Tabletop space opera role-playing game supplement

Lords of the Expanse is a supplement published by West End Games (WEG) in 1997 for Star Wars: The Roleplaying Game, itself based on the Star Wars franchise.

==Contents==
Lords of the Expanse is a guide detailing the Tapani Sector and the political machinations of its noble houses. The boxed set contains:
- an 80-page "Campaign Guide" for the gamemaster that contains suggestions for how to set up a Rebel base of operations, some notable places the player characters can explore, and notable non-player characters. An introductory adventure, "Hunting Grounds", is also included.
- a 72-page "Gamemaster Guide" that outlines political and social organizations, the justice system, and also lists a number of adventure hooks.
- a 48-page "Sector Guide", intended for the players, that gives a short history of the sector, highlights the most influential noble houses, the major planets in the sector, and an overview of ships and equipment.
- a large double-sided map of the sector, character sheets, and 16 character cards.

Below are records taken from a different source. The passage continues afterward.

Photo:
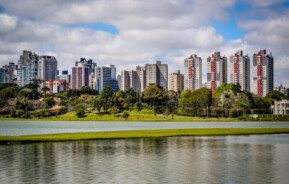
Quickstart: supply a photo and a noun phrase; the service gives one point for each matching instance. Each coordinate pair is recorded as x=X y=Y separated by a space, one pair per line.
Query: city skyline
x=143 y=32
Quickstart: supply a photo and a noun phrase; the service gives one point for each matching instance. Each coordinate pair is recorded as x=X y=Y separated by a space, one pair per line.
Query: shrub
x=40 y=113
x=80 y=113
x=19 y=112
x=125 y=114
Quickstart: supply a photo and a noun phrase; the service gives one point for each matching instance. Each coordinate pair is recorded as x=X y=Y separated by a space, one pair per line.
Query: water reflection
x=242 y=159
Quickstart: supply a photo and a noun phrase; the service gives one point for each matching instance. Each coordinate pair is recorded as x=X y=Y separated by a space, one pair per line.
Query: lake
x=223 y=159
x=49 y=127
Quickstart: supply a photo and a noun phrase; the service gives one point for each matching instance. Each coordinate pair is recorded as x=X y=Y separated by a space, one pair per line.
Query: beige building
x=281 y=107
x=176 y=81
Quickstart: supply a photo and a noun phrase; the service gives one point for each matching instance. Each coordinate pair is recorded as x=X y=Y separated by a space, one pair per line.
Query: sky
x=127 y=33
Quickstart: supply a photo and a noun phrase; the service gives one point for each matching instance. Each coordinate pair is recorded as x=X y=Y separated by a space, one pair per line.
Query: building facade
x=47 y=68
x=81 y=72
x=263 y=74
x=157 y=74
x=176 y=81
x=282 y=89
x=141 y=72
x=240 y=70
x=281 y=107
x=217 y=72
x=125 y=80
x=106 y=76
x=8 y=73
x=193 y=72
x=27 y=68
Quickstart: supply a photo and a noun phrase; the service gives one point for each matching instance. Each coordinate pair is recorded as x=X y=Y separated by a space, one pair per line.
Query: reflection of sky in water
x=50 y=127
x=224 y=159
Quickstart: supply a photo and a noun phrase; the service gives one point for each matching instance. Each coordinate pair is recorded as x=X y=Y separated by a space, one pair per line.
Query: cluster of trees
x=228 y=100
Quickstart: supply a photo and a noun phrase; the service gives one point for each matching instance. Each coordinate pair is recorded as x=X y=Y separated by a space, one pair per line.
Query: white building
x=193 y=72
x=281 y=107
x=27 y=68
x=47 y=68
x=141 y=73
x=157 y=74
x=217 y=72
x=105 y=76
x=263 y=74
x=240 y=70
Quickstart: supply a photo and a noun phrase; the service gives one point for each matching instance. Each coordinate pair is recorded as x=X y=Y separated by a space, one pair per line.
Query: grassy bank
x=71 y=116
x=143 y=133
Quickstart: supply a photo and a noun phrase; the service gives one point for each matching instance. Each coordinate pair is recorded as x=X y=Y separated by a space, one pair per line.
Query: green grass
x=143 y=133
x=70 y=116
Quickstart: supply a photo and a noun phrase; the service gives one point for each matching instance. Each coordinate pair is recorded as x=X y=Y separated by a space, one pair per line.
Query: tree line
x=228 y=101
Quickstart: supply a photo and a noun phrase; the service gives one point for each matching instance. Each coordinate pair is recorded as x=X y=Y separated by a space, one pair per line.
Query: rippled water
x=225 y=159
x=50 y=127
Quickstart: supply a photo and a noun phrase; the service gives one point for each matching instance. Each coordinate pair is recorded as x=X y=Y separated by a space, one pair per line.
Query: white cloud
x=167 y=30
x=7 y=23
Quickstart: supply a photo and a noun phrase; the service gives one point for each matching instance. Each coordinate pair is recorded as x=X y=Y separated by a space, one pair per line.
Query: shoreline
x=141 y=134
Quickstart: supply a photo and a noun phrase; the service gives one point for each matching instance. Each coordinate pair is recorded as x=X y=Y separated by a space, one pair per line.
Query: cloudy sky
x=127 y=32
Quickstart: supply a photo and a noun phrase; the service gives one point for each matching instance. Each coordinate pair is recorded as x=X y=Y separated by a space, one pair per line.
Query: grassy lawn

Players can choose to be a character native to the sector such as a noble, house guard or entrepreneur, in addition to the usual roster of Rebel pilots and soldiers.

==Publication history==
In 1987, WEG acquired the rights to publish role-playing games about the Star Wars franchise, and Star Wars: The Roleplaying Game was the result. WEG published many supplements and adventures based on the movies and also some of the related novels. Ten years later, WEG tried to breathe new life into the game by introducing a new region of space, the Tapani Sector, as well as a more morally ambiguous background where "a self-ruling network of noble houses ... vie for economic dominance and political control. Treachery and betrayal are not only tolerated, but encouraged."

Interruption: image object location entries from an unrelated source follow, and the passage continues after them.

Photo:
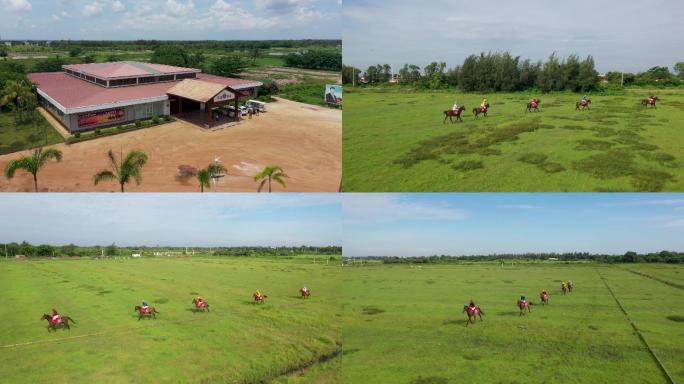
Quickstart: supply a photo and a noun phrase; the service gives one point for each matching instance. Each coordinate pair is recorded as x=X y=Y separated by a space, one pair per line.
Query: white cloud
x=118 y=6
x=179 y=8
x=92 y=9
x=376 y=208
x=16 y=5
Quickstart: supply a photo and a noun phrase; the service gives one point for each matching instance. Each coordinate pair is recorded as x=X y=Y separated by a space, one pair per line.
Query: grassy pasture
x=35 y=133
x=395 y=140
x=404 y=324
x=237 y=342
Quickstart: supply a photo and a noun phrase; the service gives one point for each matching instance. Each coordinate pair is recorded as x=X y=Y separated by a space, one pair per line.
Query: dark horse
x=481 y=110
x=583 y=104
x=524 y=305
x=533 y=106
x=149 y=312
x=544 y=297
x=451 y=114
x=258 y=299
x=649 y=101
x=200 y=305
x=62 y=322
x=473 y=313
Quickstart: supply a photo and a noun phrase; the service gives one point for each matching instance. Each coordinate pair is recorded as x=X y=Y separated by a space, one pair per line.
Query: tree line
x=629 y=257
x=494 y=72
x=71 y=250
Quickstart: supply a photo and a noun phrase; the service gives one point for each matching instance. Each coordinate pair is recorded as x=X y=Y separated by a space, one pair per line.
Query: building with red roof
x=89 y=96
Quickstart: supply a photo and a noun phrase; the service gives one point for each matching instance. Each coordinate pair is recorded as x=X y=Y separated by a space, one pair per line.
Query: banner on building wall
x=94 y=118
x=333 y=95
x=224 y=96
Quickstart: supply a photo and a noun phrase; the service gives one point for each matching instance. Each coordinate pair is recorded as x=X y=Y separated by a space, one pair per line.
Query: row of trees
x=628 y=257
x=124 y=169
x=490 y=72
x=46 y=250
x=315 y=59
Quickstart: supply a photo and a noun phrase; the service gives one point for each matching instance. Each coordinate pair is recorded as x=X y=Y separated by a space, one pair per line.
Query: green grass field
x=237 y=342
x=33 y=134
x=403 y=324
x=395 y=140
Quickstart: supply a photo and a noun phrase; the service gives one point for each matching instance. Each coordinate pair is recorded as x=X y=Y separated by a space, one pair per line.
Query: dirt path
x=305 y=140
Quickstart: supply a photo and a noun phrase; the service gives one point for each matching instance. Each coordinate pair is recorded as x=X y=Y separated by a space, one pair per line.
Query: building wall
x=131 y=114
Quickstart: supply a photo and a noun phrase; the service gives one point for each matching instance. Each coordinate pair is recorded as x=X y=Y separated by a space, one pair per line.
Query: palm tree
x=272 y=172
x=130 y=167
x=204 y=176
x=33 y=163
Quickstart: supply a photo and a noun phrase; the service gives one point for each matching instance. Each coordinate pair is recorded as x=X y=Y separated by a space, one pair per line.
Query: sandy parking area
x=305 y=140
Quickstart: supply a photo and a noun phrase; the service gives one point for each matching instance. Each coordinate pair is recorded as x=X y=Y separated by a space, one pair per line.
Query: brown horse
x=62 y=322
x=258 y=299
x=473 y=313
x=584 y=104
x=451 y=114
x=149 y=312
x=524 y=305
x=481 y=110
x=200 y=306
x=533 y=106
x=544 y=297
x=649 y=101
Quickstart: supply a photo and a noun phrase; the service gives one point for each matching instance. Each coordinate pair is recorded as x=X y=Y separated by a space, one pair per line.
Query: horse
x=149 y=312
x=533 y=106
x=258 y=299
x=582 y=103
x=454 y=113
x=544 y=297
x=647 y=102
x=524 y=305
x=200 y=305
x=481 y=110
x=473 y=313
x=62 y=322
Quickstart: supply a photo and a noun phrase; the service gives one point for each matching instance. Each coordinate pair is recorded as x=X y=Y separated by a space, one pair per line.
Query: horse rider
x=56 y=318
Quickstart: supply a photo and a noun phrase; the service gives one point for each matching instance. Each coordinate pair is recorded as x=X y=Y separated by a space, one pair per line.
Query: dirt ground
x=305 y=140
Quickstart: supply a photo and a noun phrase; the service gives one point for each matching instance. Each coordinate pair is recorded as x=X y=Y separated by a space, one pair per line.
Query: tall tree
x=33 y=163
x=268 y=174
x=122 y=172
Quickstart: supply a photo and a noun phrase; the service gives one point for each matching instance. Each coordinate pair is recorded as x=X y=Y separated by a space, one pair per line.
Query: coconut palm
x=204 y=176
x=268 y=174
x=33 y=163
x=129 y=167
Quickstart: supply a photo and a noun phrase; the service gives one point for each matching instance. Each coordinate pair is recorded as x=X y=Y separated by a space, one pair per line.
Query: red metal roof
x=71 y=92
x=127 y=69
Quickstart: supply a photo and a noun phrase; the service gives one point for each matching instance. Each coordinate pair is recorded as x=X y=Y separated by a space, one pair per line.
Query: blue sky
x=170 y=19
x=621 y=35
x=464 y=224
x=172 y=219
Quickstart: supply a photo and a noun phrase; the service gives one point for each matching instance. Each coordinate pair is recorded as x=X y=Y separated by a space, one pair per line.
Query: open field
x=237 y=342
x=403 y=324
x=305 y=140
x=32 y=134
x=395 y=140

WEG also released a companion volume, Star Wars Players Guide: Tapani that provided an express summary of the sector's history and the main ruling houses in this region of space, as well as important worlds, extraterrestrial races, and templates for player characters.

==Reception==
In Issue 243 of Dragon (January 1998), Rick Swan commented that this new setting "succeeds as an inventive fusion of setting and character." Swan thought the "Gamemaster Guide" contained a number of intriguing adventure hooks, and the "Campaign Guide" included "all the elements necessary to get a campaign going." Swan also thought the included adventure was "terrific ... fast-paced and solidly written." However, Swan complained about the lack of an index in the booklets, the lack of enough character sheets and an absence of usable information on the sector map. Despite this, Swan concluded by giving this book a rating of 5 out of 6, saying, "I applaud West End’s efforts to nudge Star Wars in new directions."

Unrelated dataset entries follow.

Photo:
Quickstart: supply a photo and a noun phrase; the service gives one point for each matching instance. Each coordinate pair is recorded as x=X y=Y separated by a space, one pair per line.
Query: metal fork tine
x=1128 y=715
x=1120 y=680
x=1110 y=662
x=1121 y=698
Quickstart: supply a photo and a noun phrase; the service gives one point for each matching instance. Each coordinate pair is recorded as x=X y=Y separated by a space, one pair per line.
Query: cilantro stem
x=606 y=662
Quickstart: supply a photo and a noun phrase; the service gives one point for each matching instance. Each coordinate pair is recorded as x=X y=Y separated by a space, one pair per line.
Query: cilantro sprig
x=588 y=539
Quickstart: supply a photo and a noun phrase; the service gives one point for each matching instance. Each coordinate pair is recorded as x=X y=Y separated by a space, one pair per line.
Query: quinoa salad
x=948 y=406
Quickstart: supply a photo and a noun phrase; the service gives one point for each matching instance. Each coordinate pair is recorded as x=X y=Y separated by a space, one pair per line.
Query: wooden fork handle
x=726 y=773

In the January 1998 issue of Science Fiction Age, Eric Baker commented, "If your Star Wars: The Roleplaying Game adventures need a little boost, if your players are getting upset because of a lack of the finer things, if you need a new world to set your game on — may we suggest a trip to the Tapani Sector?"

The French games magazine Casus Belli commented "After the good Rebels against the evil Empire, then the smugglers and explorers in space where-no-one-hears-you-roll-the-dice, we have a small galactic sector full of noble houses that hate each other, and political shenanigans. In short, a little Fading Suns ready to be painlessly inserted into your campaign." But the magazine noted, "Ultimately, our Star Wars specialist found Lords of the Expanse 'not bad, but a little disappointing.' Coming from someone who usually idolizes every WEG supplement, this is rather worrying."

In Issue 7 of the French games magazine Backstab, Philippe Tessier was not impressed with the companion volume Star Wars Players Guide: Tapani, giving it a rating of only 6 out of 10, saying, "The overall product is not of very high quality, compared to what West End Games generally produces for Star Wars. It would perhaps have been more useful to devote less space to ship diagrams in order to give more useful information to the players."